R0 values are also influenced by the relative orientations of the donor and acceptor transition dipole moments (κ2), which can range from 0 to 4. κ2 is usually assumed to be 2/3, which occurs when the resonance energy transfer pair achieves complete rotational diffusion during the donor lifetime. Since the molecular tumbling and donor decay timescales are both in the low-nanosecond regime (Gáspári and Perczel, 2010; Ortega et al., 2013), this assumption is often invalid for FRET. In contrast, lanthanide donors can remain in their excited states for a few milliseconds, providing sufficient time for both the donor and acceptor to rotationally diffuse and yielding a κ2 value very close to 2/3 (Selvin, 1996). The minimal R0 stochasticity associated with LRET allows donor-acceptor distances to be determined with greater accuracy than FRET-based methods.

Finally, lanthanide donors enable “diffusion-mediated” resonance energy transfer. This process depends not only on R0 but also on the diffusion coefficients of the donor and acceptor molecules, the acceptor concentration, and the distance of closest approach for the donor-acceptor pair. Since lanthanide luminophores are long-lived, they can approach within one Förster radius of an LRET acceptor during their excited state (Thomas et al., 1978). The diffusion rates of small metal complexes and organic fluorophores are typically in the 10−5 to 10−6 cm2 sec−1 range (Furukawa et al., 2007; Nitsche et al., 2004), and near-unity LRET efficiency is therefore predicted to occur when acceptor concentrations are in the low micromolar range and R0 is greater than 6 nm (Figure 3B). This has been experimentally confirmed with Tb(DPA)33−/rhodamine B (Thomas et al., 1978) and Eu3+/ATBTA/Atto 610 (Cho et al., 2018). When lanthanide donors are paired with fluorescent proteins for diffusion-mediated LRET, high acceptor concentrations are required since the β-barrel scaffold blocks close access to the genetically encoded fluorophore.

Multiplexing Capabilities

The long photoluminescence lifetimes, narrow emission bands, long Stokes shifts, and LRET capabilities of lanthanide chelates also make these probes ideal for multiplexing. Spectrally distinct lanthanide complexes can be used in combination, achieving a multiplexing capacity that far exceeds that of conventional fluorophores. Two different strategies have been pursued: one approach makes use of temporal multiplexing (in combination with spectral multiplexing), while the other employs mixtures of lanthanides at predetermined ratios, taking advantage of their ultrasharp emission peaks.

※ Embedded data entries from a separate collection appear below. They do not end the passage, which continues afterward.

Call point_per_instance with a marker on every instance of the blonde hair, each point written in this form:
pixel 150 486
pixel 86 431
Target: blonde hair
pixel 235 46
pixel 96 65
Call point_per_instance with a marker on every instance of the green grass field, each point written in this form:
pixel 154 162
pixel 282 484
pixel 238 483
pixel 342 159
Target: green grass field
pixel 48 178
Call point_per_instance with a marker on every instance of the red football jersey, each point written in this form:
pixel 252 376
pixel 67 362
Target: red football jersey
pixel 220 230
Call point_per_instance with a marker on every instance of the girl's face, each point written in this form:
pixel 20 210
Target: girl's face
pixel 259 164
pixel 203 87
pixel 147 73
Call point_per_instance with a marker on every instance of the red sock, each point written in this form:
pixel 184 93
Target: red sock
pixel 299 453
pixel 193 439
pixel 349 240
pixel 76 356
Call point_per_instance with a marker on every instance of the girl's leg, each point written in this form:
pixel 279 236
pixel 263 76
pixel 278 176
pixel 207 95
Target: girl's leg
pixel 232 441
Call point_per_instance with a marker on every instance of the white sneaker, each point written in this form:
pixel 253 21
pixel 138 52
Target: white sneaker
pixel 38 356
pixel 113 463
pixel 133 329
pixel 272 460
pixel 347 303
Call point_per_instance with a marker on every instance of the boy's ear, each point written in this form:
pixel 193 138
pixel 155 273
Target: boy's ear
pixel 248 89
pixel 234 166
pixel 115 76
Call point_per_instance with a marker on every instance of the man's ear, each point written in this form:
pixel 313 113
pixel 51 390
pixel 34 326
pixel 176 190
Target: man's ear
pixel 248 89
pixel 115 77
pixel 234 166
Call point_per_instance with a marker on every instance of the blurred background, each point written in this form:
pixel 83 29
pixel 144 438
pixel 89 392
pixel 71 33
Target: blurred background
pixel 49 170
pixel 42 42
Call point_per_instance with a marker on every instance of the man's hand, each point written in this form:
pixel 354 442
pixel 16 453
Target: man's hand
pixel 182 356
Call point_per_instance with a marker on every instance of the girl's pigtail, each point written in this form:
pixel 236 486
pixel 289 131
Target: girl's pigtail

Multiplexing through temporal gating was first demonstrated by the Selvin group (Chen and Selvin, 2000a) (Figure 4A). They labeled the 5’ ends of DNA oligonucleotides with either Tb3+-DTPA-cs124 or fluorescein and generated duplexes containing 6, 8, or 10 base pairs. Due to their varying LRET efficiencies, the labeled duplexes had luminescence lifetimes of 62, 266, and 540 μs, respectively. In addition, a 10-base pair duplex with Eu3+-DTPA-cs124 and Cy5 labels exhibited an emission lifetime of 250 μs. Their work established a means of kinetically identifying specific double-stranded DNA structures. In principle, the number of resolvable targets can be quadratically increased by integrating both time and wavelength domains.

Figure 4. Multiplexing using lanthanide luminophores.

Figure 4.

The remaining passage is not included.